Un esempio è spiegare ai clienti che devono cambiare la password di default al primo utilizzo, come minimo. Nell’individuare queste misure bisogna però anche stare attenti a non complicare troppo la User interface (UI) perché i clienti si aspettano una semplicità di utilizzo dei device”.
TIG. Da più parti si invoca la necessità di applicare standard industriali di sicurezza ai nuovi device IoT. Ma qual è oggi la situazione con riferimento a questi standard? Quali sono i principali sviluppi in corso che vedi per questo mercato?
“Al momento non ci sono ancora degli standard ufficiali, ma piuttosto delle buone linee guida – spiega Cosenza -, come quelle pubblicate da ENISA, contestualizzate per i diversi ambiti (Smart cars, Smart cities, Smart homes, Smart airports, Intelligent transportation systems,..)[1]. A livello internazionale ci sarà poi un’attività di standardizzazione (ad esempio ISO oppure CENELEC per l’Europa) che una volta definitiva sarà per tutti la strada da seguire”.
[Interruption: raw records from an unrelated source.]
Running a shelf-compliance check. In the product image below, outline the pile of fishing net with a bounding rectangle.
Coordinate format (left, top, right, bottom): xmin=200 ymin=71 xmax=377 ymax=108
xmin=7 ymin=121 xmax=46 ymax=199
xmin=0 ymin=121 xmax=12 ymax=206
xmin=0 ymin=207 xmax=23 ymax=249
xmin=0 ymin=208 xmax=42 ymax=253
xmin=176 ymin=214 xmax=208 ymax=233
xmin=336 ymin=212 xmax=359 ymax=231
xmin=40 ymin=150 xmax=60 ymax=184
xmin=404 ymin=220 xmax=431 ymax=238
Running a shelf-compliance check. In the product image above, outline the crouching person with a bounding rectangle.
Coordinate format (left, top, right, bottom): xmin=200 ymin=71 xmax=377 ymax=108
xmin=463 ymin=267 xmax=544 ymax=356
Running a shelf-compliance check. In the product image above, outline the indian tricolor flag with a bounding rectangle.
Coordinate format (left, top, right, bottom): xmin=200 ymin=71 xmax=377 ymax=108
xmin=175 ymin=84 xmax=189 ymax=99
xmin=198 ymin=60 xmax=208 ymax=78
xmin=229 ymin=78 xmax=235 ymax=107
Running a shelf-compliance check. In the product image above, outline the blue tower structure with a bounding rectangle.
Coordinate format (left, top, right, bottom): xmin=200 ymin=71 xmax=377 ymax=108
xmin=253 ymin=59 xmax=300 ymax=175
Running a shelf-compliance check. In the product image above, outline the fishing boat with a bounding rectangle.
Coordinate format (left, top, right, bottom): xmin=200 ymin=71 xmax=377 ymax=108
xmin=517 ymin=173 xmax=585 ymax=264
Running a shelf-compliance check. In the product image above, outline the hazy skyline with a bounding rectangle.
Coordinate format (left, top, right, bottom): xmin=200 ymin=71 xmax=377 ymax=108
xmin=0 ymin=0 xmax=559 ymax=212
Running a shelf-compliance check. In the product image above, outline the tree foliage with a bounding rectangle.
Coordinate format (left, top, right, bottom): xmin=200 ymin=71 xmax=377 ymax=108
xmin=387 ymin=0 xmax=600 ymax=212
In Italia UNINFO è attiva su questi temi, tramite la Commissione Uninfo UNI/CT 519 (“Tecnologie abilitanti per Industry 4.0”)[2], il cui campo di applicazione comprende tutte le tecnologie abilitanti necessarie all’Industria 4.0 e, tra queste, le attività che al momento ricadono nell’area di competenza dell’ “Internet of Things and related technologies” (ISO/IEC JTC 1/SC 41).